Question

Find the co - ordinates of the point P which divides the line segment joining A (8 , 9) and B (-7 , 4) internally in the ratio 2 : 3.

Answer 1

$\Large{\bf{\red{\mathfrak{\dag{\underline{\underline{Given:-}}}}}}}$

• A (8,9) and B (- 7,4) are divided internally in the ratio 2:3.

$\Large{\bf{\orange{\mathfrak{\dag{\underline{\underline{To \: Find:-}}}}}}}$

• Co - ordinates of point P (x, y).

$\Large{\bf{\purple{\mathfrak{\dag{\underline{\underline{Solution:-}}}}}}}$

• A (8,9) and B (- 7,4) are divided internally in the ratio 2:3.

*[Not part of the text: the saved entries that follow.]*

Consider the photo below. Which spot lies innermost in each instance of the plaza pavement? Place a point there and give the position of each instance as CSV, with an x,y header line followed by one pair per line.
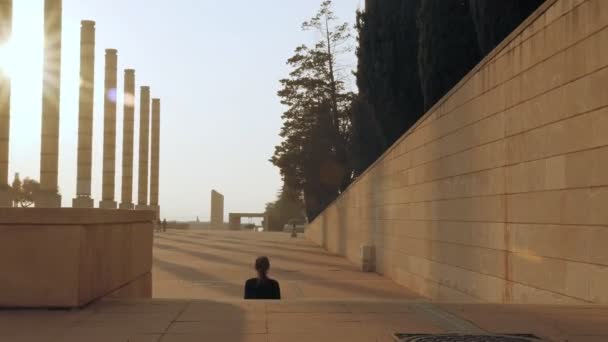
x,y
198,278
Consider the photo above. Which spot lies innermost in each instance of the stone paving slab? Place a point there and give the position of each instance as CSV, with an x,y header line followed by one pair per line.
x,y
215,264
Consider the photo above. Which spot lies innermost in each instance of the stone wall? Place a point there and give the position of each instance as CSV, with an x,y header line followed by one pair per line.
x,y
70,257
500,192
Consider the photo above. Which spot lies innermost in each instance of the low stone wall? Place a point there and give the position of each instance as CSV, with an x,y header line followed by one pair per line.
x,y
500,192
70,257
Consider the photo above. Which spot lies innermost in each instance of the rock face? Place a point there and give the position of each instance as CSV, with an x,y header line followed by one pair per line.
x,y
448,46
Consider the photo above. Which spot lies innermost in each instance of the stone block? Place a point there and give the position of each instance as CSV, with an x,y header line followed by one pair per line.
x,y
6,200
126,206
67,258
83,202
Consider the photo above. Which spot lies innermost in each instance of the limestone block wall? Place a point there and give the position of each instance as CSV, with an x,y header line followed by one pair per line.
x,y
500,192
69,257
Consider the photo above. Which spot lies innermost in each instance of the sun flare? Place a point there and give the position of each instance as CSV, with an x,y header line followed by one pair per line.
x,y
7,59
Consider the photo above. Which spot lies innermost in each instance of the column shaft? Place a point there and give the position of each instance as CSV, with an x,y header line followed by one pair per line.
x,y
144,142
127,145
155,154
49,142
85,116
109,132
6,23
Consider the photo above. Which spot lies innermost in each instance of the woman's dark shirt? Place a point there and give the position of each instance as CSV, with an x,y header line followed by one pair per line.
x,y
262,289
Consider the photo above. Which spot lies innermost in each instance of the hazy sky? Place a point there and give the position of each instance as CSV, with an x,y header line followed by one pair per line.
x,y
215,64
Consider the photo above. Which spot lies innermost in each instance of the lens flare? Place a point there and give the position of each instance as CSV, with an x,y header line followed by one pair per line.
x,y
7,59
129,100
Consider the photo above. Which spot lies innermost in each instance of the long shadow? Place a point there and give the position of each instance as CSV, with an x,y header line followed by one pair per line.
x,y
274,246
237,241
187,315
328,283
269,253
220,260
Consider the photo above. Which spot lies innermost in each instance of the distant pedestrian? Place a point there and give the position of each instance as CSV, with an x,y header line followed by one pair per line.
x,y
262,287
294,232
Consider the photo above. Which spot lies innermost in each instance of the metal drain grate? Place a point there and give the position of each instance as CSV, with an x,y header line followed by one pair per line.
x,y
465,338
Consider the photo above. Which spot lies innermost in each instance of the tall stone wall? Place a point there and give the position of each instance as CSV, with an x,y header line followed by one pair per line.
x,y
500,192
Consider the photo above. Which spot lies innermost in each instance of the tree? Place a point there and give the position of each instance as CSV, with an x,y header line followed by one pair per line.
x,y
390,98
448,47
24,192
494,20
313,156
16,190
288,208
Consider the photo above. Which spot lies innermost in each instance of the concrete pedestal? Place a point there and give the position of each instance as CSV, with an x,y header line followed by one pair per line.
x,y
48,200
83,202
126,206
108,205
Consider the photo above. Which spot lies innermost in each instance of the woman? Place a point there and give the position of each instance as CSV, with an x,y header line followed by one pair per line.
x,y
262,287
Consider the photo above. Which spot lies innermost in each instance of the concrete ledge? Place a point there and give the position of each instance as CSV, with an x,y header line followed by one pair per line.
x,y
70,257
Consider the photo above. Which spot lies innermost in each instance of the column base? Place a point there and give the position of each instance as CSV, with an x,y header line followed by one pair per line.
x,y
6,200
48,200
108,205
83,202
126,206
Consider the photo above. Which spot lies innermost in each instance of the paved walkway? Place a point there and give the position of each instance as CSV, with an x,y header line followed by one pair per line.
x,y
214,265
198,278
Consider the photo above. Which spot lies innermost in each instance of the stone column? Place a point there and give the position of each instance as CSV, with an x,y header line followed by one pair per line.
x,y
49,142
85,116
6,23
109,132
127,141
155,156
144,142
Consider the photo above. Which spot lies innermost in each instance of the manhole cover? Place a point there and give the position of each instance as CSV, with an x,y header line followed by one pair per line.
x,y
465,338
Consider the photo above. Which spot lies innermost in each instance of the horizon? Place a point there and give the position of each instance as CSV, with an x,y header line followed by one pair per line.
x,y
198,112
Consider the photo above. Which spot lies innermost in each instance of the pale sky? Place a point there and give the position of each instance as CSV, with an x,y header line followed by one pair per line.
x,y
216,66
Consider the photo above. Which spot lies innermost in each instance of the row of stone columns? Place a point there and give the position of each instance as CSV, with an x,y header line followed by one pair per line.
x,y
49,196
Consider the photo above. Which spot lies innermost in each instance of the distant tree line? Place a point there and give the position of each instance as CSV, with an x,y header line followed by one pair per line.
x,y
24,192
410,54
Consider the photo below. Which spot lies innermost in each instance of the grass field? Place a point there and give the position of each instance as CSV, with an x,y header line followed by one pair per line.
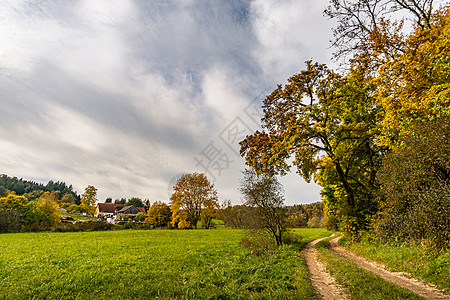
x,y
194,264
360,283
416,260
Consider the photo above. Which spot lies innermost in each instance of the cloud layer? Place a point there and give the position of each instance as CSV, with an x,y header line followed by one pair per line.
x,y
125,95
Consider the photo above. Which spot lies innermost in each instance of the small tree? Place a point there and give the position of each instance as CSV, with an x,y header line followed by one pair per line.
x,y
140,217
135,201
158,214
89,198
266,195
193,194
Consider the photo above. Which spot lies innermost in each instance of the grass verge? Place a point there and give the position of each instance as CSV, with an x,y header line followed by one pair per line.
x,y
358,282
420,262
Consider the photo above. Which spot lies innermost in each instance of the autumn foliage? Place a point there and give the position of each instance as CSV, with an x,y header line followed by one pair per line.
x,y
194,199
386,112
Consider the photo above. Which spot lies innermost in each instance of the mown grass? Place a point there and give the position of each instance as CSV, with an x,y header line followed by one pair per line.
x,y
358,282
134,264
419,261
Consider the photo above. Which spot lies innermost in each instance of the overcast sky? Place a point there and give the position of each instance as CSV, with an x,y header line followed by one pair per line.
x,y
126,95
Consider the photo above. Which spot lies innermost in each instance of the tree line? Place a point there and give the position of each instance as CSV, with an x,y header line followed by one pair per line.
x,y
375,135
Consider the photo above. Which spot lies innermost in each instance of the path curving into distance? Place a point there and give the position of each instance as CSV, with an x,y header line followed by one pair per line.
x,y
322,281
397,278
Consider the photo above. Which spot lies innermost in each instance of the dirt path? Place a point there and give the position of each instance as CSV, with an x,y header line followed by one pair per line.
x,y
397,278
322,281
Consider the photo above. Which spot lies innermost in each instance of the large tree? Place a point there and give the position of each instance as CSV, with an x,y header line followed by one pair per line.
x,y
193,195
265,194
328,123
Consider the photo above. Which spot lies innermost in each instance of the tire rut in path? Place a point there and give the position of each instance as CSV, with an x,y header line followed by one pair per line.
x,y
322,281
397,278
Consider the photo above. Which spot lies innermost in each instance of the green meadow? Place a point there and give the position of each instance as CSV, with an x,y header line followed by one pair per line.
x,y
145,264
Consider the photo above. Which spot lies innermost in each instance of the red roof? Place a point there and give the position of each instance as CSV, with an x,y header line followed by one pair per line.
x,y
109,207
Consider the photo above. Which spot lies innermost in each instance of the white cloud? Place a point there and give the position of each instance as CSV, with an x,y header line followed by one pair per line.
x,y
289,33
124,95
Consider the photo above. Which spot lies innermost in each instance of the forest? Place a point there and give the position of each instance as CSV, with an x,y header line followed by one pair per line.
x,y
375,134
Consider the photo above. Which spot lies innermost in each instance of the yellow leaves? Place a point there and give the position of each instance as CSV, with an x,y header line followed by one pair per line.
x,y
193,193
414,85
12,202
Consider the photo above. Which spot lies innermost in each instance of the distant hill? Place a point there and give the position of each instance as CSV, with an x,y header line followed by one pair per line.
x,y
32,189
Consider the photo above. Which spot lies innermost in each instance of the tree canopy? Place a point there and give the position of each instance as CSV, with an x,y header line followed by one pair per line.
x,y
193,195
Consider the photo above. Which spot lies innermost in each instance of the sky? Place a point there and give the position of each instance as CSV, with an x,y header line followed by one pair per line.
x,y
127,95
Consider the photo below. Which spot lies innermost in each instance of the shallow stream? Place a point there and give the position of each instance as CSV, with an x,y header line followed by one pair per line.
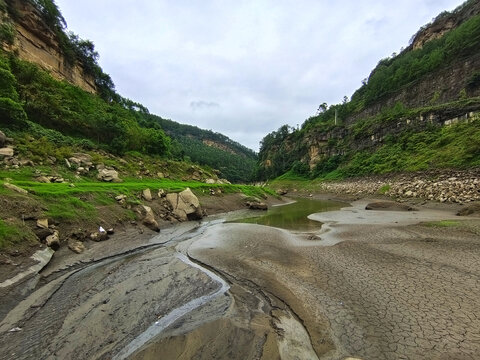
x,y
294,216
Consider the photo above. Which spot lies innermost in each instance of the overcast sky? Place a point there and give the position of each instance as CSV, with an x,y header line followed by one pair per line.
x,y
244,67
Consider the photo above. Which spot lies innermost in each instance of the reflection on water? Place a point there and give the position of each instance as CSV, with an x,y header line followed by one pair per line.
x,y
294,216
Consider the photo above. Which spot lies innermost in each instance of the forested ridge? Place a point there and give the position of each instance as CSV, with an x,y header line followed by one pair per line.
x,y
33,102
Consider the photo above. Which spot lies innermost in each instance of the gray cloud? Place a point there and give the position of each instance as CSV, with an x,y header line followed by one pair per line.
x,y
201,105
267,63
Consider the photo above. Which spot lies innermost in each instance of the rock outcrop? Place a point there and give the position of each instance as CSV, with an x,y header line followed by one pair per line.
x,y
37,43
185,205
149,218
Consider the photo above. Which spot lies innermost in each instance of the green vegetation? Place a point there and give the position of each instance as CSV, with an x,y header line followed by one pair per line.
x,y
444,223
12,234
352,144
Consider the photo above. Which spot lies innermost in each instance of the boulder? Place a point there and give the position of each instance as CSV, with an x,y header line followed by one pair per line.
x,y
6,152
3,139
43,233
53,241
254,205
121,198
472,209
108,175
15,188
185,205
42,223
43,179
76,246
149,218
147,194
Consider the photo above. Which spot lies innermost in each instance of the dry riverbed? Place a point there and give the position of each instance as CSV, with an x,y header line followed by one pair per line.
x,y
369,284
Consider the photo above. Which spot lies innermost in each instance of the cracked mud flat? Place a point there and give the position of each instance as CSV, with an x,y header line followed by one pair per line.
x,y
364,289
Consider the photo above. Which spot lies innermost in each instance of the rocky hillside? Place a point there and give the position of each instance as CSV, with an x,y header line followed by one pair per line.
x,y
38,54
417,110
37,42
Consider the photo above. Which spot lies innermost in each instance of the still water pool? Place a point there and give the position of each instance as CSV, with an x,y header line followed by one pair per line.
x,y
294,216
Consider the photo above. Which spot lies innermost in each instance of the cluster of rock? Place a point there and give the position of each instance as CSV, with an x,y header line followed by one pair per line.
x,y
7,152
180,206
443,186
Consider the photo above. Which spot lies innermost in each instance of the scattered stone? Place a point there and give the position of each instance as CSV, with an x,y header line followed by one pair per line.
x,y
6,152
147,194
149,218
108,175
43,233
53,241
76,246
15,188
99,236
81,159
469,210
43,179
42,223
3,139
185,205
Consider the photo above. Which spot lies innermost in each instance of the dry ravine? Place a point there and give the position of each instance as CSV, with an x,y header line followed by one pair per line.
x,y
368,284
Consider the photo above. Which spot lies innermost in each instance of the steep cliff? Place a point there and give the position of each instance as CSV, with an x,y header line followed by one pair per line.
x,y
433,84
36,42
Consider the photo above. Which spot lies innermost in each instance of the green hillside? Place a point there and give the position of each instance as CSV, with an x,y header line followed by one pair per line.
x,y
417,110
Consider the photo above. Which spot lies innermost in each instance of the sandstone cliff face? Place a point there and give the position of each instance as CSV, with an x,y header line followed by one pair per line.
x,y
36,43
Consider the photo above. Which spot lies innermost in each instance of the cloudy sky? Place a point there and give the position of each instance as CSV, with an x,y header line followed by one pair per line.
x,y
244,67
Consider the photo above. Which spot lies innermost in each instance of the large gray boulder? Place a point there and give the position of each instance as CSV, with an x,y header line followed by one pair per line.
x,y
53,241
81,159
185,205
3,139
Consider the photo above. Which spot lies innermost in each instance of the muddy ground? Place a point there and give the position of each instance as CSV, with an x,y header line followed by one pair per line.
x,y
368,285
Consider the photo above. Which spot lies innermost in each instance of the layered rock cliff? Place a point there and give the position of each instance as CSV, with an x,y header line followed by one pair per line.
x,y
433,83
34,41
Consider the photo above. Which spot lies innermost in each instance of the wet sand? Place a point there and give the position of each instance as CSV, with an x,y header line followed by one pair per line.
x,y
368,285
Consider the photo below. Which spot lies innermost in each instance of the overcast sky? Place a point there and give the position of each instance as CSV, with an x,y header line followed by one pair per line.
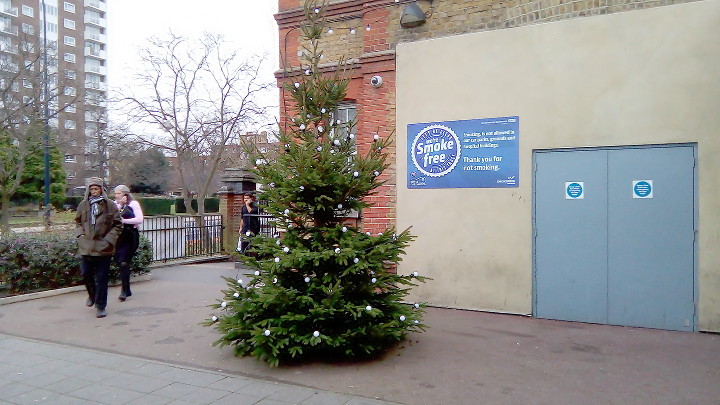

• Co - ordinates of point P (x, y) =

• We know that,

$\boxed{\pink{\sf Section \: Formula \: = \: \dfrac{m_{1}x_{2} \: + \: m_{2}x_{1}}{m_{1} \: + \: m_{2}} \: , \: \dfrac{m_{1}y_{2} \: + \: m_{2}y_{1}}{m_{1} \: + \: m_{2}}}}$

• From, A (8,9) and B (- 7,4)

• Here,

• $\sf x_{1} \: = \: 8$

• $\sf x_{2} \: = \: - \: 7$

• $\sf y_{1} \: = \: 9$

• $\sf y_{2} \: = \: 4$

• $\sf m_{1} : m_{2} \: = \: 2 : 3$

• Substituting the values,

$\sf P(x,y) \: = \: \dfrac{2 \: * \: - \: 7 \: + \: 3 \: * \: 8}{2 \: + \: 3} \: , \: \dfrac{2 \: * \: 4 \: + \: 3 \: * \: 9}{2 \: + \: 3}$

$\sf P(x,y) \: = \: \dfrac{ - \: 14 \: + \: 24}{5} \: , \: \dfrac{8 \: + \: 27}{5}$

$\sf P(x,y) \: = \: \dfrac{10}{5} \: , \: \dfrac{35}{5}$

$\sf P(x,y) \: = \: \dfrac{\cancel{10}}{\cancel{5}} \: , \: \dfrac{\cancel{35}}{\cancel{5}}$

$\sf P(x,y) \: = \: \dfrac{2}{1} \: , \: \dfrac{7}{1}$

$\sf P(x,y) \: = \: 2 \: , \: 7$

Therefore,

• $\underline{\boxed{\blue{\textsf{Co - ordintes of P (x, y) = P (2, 7).}}}}$

$\Large{\bf{\red{\mathfrak{\dag{\underline{\underline{Formulas \: Used:-}}}}}}}$

$\sf Section \: Formula \: = \: \dfrac{m_{1}x_{2} \: + \: m_{2}x_{1}}{m_{1} \: + \: m_{2}} \: , \: \dfrac{m_{1}y_{2} \: + \: m_{2}y_{1}}{m_{1} \: + \: m_{2}}$

Answer 2

Answer:

Given :-

A(8,9)

B(-7,4)

Ratio = 2:3

To Find :-

Co-ordinate of point P

Solution :-

By using the section formula

$\dag{\boxed{\red{\mathfrak{\dfrac{m_1x_2 + m_2x_1}{m_1 + m_2},\dfrac{m_1y_2 + m_2y_1}{m_1 + m_2}}}}}$

We have

$\begin{cases} \sf x_1 = 8 \\ \sf \: x_2 = - 7 \\ \sf \: y_1 = 9 \\ \sf \: y_2 = 4 \\ \sf m_1 = 2 \\ \sf \: m_2 = 3\end{cases}$

By putting the value

$\sf \pink{\dfrac{2 \times - 7 + 3 \times 8}{2 + 3}, \dfrac{2 \times 4 + 3 \times 9}{2 + 3}}$

$\sf \blue{ \dfrac{ - 14 + 24}{2 + 3} , \dfrac{8 + 27}{2 + 3}}$

$\sf \red { \dfrac{10}{2 + 3} , \dfrac{35}{2 + 3}}$

$\sf \pink{ \dfrac{10}{5} , \dfrac{35}{5} }$

$\sf \red{ (2,7)}$